O governo deve aumentar a faixa de isenção de R$ 1,9 mil para cerca de R$ 2,5 mil. Todos os contribuintes, até quem ganha mais de R$ 2,5 mil, são beneficiados. As alíquotas não são cobradas integralmente sobre os rendimentos. Quem ganha R$ 4 mil por mês, por exemplo, não paga 22,5% sobre toda a parte tributável do salário. Hoje, os "primeiros" R$ 1.903,98 são isentos. É esse valor que deve subir para R$ 2,5 mil.

Empresas

A alíquota do IRPJ vai cair de 25% para 20%. Haverá um escalonamento de dois anos: 2,5 pontos no primeiro e a outra metade no segundo ano. A alíquota da CSLL, que também incide sobre o lucro, de 9%, não será alterada.

Lucros e dividendos

A distribuição de lucros e dividendos, remuneração que os acionistas recebem pelo capital investido na empresa, não é tributada desde 1995. A proposta fixa uma alíquota de 20% e define uma faixa de isenção de R$ 20 mil por mês (ou seja, até esse valor, o investidor não pagará imposto). Hoje, as companhias de capital aberto (com ações na Bolsa), são obrigadas a distribuir pelo menos 25% do seu lucro líquido.

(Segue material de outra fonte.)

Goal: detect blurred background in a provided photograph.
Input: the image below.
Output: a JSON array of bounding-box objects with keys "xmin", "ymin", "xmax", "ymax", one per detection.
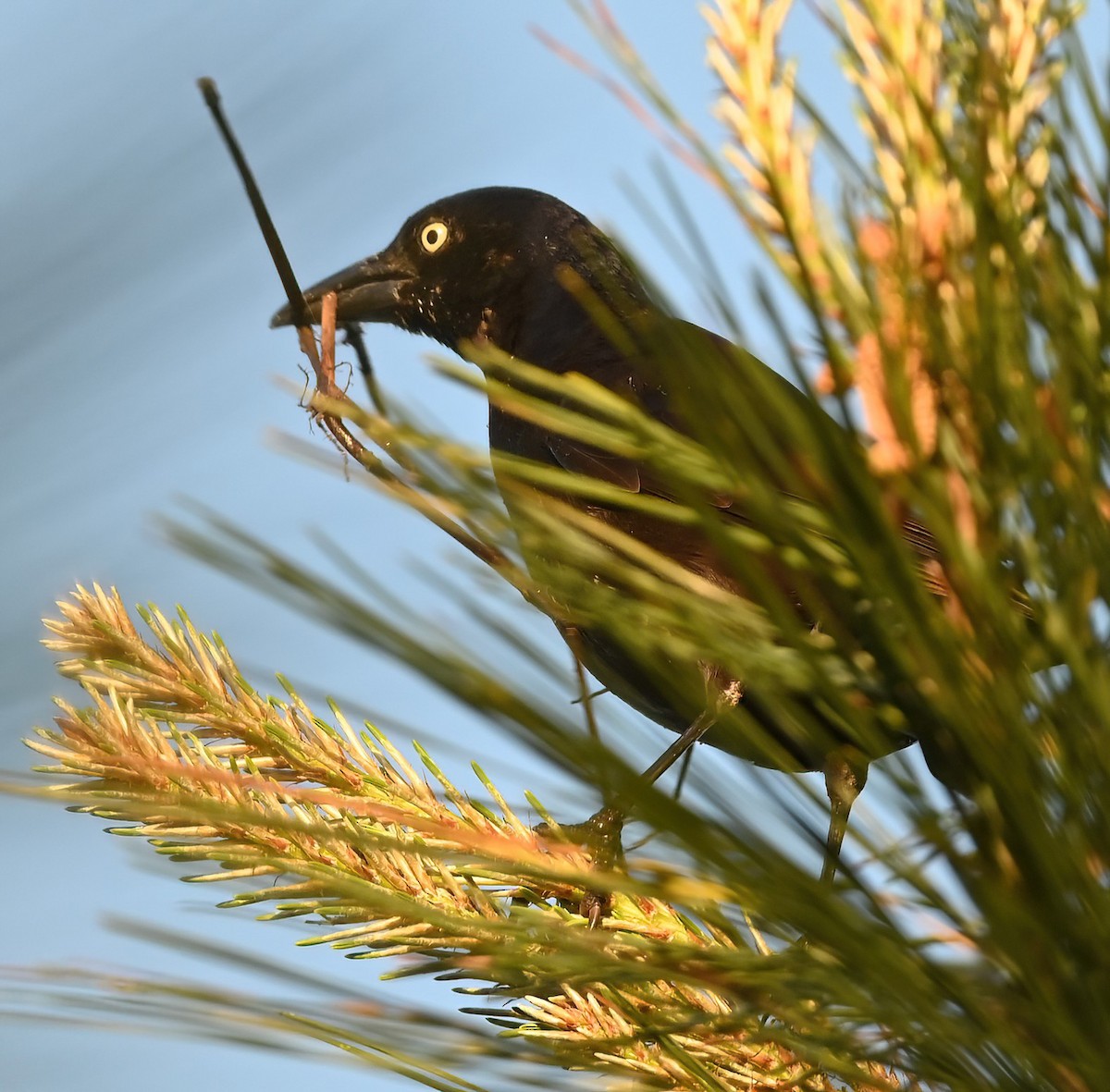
[{"xmin": 6, "ymin": 0, "xmax": 1101, "ymax": 1092}]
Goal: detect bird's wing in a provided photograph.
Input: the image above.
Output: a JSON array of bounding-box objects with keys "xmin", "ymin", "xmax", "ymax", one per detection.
[{"xmin": 545, "ymin": 320, "xmax": 948, "ymax": 581}]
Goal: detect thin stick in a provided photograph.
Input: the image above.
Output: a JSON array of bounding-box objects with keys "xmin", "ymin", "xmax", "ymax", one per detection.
[{"xmin": 196, "ymin": 77, "xmax": 511, "ymax": 577}]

Juros sobre Capital Próprio

É uma forma de as empresas remunerarem seus investidores que pode ser abatida como despesa fazendo a empresa pagar menos IR. A ideia é acabar com esse mecanismo. Assim como os dividendos, os juros sobre capital próprio nada mais são que a distribuição dos lucros de uma empresa de capital aberto (que tem ações na Bolsa) aos seus acionistas. No entanto, neste caso existe a cobrança de 15% de Imposto de Renda sobre esse valor. Esse imposto é retido na fonte, ou seja, recolhido à Receita Federal antes de ser distribuído.